The solution, he said, is for churches to be places where people can share with the hope that someone will be there to pray for them and to offer accountability.
“I would see it happening this way: church is over and you’re standing in the fellowship hall with coffee. Instead of talking about your daughter’s soccer game or what movie you saw last night, she would say, ‘I heard you’re having trouble at work,’ or ‘How is your job going?’ or ‘How’s your mother? I hear she was sick,’ or ‘Is there anything I can pray for you about?’ “ he said.
“We’re talking one-on-one, maybe three people just standing around. Just so we begin to open up more,” Smith added.
Smith cautions that it’s important to find two or three “safe” people with whom to share.
“You have to use your head. You can’t just share with anybody,” he said.

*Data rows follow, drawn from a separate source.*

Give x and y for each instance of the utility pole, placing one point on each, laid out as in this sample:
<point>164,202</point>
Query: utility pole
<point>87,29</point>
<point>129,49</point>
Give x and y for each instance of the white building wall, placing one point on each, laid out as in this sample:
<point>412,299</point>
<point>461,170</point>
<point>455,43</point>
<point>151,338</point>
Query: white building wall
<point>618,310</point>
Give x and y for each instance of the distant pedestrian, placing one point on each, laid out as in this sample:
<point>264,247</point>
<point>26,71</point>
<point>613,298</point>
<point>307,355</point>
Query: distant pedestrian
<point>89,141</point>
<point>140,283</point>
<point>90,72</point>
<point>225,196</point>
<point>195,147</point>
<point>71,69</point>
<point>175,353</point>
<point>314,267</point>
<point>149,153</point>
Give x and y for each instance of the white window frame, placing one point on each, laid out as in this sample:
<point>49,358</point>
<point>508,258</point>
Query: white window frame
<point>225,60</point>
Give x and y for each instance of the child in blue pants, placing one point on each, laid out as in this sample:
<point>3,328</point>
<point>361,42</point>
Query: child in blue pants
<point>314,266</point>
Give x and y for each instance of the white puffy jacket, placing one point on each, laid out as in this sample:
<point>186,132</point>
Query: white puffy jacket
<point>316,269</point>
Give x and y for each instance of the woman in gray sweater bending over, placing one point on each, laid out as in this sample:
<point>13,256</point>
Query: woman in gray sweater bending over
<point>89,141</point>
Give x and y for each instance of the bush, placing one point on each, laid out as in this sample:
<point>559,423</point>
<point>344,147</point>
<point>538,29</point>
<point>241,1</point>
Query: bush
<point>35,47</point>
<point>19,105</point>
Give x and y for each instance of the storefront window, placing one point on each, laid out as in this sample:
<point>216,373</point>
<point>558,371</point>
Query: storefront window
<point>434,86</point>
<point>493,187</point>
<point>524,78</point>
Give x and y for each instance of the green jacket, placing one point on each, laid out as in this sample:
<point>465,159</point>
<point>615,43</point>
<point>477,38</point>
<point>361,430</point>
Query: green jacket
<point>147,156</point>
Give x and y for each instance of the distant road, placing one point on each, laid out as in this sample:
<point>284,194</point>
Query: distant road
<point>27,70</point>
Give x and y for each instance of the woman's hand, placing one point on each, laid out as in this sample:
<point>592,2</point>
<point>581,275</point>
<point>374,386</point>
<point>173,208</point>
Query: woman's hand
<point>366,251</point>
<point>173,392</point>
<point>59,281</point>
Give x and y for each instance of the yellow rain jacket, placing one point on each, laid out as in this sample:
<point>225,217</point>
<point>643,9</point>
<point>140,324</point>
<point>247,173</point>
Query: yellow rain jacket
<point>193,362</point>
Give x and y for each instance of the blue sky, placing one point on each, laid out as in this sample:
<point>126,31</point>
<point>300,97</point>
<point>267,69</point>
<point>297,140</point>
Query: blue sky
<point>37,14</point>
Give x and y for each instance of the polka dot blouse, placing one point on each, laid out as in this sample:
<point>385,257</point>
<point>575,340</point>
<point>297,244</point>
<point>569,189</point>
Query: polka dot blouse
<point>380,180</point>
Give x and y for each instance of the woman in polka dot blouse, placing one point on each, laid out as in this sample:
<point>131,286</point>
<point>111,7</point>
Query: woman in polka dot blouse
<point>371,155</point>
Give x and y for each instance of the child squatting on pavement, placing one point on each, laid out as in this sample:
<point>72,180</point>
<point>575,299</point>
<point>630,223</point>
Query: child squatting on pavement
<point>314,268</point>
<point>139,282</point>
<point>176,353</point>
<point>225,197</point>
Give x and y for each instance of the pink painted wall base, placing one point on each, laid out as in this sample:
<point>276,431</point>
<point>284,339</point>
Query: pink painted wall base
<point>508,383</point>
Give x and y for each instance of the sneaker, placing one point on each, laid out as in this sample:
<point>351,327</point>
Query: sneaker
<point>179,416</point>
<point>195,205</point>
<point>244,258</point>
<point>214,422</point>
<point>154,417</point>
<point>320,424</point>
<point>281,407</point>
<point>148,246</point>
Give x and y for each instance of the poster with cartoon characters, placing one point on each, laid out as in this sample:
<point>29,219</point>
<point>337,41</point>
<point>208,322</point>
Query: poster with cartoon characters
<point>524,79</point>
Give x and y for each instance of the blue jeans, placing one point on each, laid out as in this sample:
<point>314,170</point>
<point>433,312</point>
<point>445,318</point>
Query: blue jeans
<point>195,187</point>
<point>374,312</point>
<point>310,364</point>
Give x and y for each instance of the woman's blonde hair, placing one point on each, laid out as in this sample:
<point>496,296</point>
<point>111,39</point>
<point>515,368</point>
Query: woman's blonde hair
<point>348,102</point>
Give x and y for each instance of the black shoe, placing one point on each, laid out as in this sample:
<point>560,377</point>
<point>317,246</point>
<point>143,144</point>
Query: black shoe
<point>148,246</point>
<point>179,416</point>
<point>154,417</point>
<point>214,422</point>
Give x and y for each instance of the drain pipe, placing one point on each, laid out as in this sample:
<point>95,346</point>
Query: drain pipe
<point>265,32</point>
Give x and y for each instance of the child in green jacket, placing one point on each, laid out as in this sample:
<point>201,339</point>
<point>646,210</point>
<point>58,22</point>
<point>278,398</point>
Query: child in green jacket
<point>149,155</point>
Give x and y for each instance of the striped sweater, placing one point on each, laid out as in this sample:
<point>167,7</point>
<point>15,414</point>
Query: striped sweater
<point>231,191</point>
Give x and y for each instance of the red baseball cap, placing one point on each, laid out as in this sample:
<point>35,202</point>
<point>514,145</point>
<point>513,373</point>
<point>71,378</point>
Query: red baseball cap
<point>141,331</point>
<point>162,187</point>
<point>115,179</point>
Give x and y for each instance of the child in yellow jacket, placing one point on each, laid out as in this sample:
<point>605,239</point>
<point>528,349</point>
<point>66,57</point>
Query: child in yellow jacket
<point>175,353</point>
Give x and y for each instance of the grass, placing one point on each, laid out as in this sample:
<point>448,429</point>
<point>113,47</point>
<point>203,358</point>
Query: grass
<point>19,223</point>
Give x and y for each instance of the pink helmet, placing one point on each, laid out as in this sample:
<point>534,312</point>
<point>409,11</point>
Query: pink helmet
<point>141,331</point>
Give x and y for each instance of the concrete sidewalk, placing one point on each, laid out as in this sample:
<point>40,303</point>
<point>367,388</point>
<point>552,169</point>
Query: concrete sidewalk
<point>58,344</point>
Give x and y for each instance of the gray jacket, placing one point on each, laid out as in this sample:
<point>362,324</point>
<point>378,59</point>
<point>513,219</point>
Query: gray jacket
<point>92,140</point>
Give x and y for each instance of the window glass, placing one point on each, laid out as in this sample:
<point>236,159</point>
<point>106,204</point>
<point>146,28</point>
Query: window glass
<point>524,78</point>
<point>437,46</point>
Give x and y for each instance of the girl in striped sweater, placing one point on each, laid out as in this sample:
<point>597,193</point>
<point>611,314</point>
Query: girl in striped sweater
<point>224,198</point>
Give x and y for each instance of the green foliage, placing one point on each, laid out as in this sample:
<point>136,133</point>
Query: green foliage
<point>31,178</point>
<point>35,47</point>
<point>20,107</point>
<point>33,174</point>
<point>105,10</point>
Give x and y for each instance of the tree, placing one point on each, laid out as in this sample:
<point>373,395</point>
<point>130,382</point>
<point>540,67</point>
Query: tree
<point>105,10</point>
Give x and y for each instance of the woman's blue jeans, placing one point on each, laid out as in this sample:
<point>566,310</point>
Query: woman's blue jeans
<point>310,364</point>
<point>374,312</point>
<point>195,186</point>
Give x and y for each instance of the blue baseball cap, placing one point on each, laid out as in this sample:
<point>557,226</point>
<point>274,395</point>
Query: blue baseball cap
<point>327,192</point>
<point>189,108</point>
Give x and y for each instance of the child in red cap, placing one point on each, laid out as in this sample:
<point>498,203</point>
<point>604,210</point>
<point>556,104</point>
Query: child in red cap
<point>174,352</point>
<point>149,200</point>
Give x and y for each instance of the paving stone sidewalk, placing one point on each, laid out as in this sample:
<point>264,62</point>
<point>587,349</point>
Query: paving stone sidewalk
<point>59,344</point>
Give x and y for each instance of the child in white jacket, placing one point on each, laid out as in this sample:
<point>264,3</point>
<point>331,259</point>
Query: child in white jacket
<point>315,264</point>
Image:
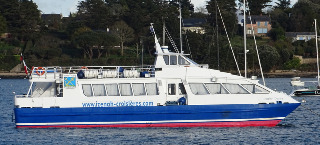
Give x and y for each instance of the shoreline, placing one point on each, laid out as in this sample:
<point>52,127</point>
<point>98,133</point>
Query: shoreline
<point>22,75</point>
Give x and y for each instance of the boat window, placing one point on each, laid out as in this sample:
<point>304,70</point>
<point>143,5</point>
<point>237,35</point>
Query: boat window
<point>125,89</point>
<point>152,89</point>
<point>235,89</point>
<point>254,88</point>
<point>87,90</point>
<point>171,89</point>
<point>198,89</point>
<point>138,89</point>
<point>112,89</point>
<point>99,90</point>
<point>182,61</point>
<point>216,89</point>
<point>182,90</point>
<point>173,60</point>
<point>166,59</point>
<point>190,60</point>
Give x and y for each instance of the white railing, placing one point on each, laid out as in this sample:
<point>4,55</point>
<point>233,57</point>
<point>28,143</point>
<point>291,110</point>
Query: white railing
<point>89,72</point>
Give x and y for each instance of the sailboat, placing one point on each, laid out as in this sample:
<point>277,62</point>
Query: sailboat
<point>313,90</point>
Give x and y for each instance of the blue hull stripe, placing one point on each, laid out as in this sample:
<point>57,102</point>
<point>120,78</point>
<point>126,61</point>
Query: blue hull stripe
<point>187,113</point>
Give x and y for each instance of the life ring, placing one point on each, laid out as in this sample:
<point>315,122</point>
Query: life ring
<point>40,71</point>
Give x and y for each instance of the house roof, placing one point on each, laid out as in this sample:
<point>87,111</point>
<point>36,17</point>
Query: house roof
<point>295,34</point>
<point>193,22</point>
<point>257,18</point>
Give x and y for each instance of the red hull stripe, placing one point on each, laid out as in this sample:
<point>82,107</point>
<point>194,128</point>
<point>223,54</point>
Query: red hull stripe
<point>269,123</point>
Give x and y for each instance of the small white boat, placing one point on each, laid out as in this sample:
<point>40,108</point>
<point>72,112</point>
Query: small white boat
<point>295,81</point>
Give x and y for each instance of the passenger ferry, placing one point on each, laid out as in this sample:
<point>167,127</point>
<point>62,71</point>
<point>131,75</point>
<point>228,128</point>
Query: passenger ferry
<point>174,92</point>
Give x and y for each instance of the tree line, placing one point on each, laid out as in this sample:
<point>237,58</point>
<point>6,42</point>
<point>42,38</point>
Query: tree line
<point>113,32</point>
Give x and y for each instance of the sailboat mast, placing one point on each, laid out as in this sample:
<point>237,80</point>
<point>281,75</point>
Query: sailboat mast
<point>315,28</point>
<point>180,18</point>
<point>244,38</point>
<point>163,33</point>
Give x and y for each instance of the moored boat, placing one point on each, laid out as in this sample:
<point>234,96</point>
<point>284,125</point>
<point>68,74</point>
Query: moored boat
<point>174,92</point>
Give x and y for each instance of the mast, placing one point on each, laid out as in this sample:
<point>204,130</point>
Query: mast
<point>180,18</point>
<point>244,38</point>
<point>163,33</point>
<point>315,27</point>
<point>217,33</point>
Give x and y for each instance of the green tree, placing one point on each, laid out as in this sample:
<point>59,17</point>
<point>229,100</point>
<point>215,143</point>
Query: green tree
<point>94,14</point>
<point>123,32</point>
<point>277,34</point>
<point>269,57</point>
<point>228,12</point>
<point>256,6</point>
<point>105,40</point>
<point>283,4</point>
<point>87,41</point>
<point>306,11</point>
<point>279,18</point>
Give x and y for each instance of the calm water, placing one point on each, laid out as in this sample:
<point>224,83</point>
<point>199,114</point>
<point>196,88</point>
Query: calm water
<point>300,127</point>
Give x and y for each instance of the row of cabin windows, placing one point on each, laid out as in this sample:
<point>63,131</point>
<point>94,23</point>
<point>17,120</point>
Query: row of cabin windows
<point>215,88</point>
<point>122,89</point>
<point>174,60</point>
<point>172,89</point>
<point>261,23</point>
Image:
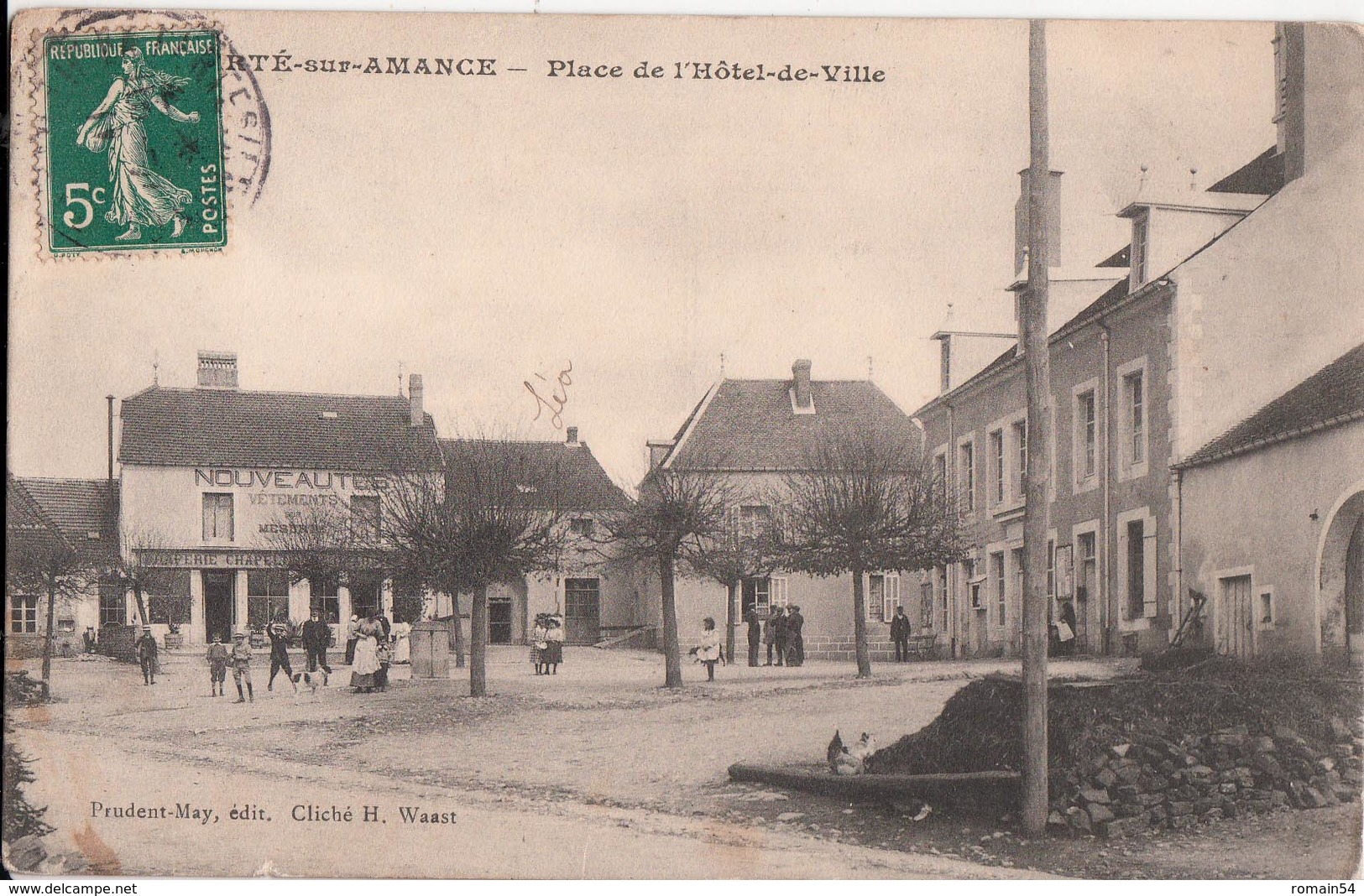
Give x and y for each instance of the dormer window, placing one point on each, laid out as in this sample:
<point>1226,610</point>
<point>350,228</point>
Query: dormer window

And, it’s also essential to have a relationship with those people.
“We come back to that word, authentic. Where my relationship is not just built on hey we happen to like the same football team and our kids go to the same elementary school,” he said. “That’s not much of a relationship.”
Smith continued, “A relationship is ‘Hey, listen to me, I want to tell you. I lost my temper with my kids on Friday. Have you ever done that? How do you fight that? Can you pray for me?’ “
Through this type of interaction, Smith contends, the other person thinks, “Wow, he’s a human being, too. I don’t have to come in here and pretend that I don’t lose my temper every now and then, because something tells me that he does that too. See how that would transform church into a very different place.”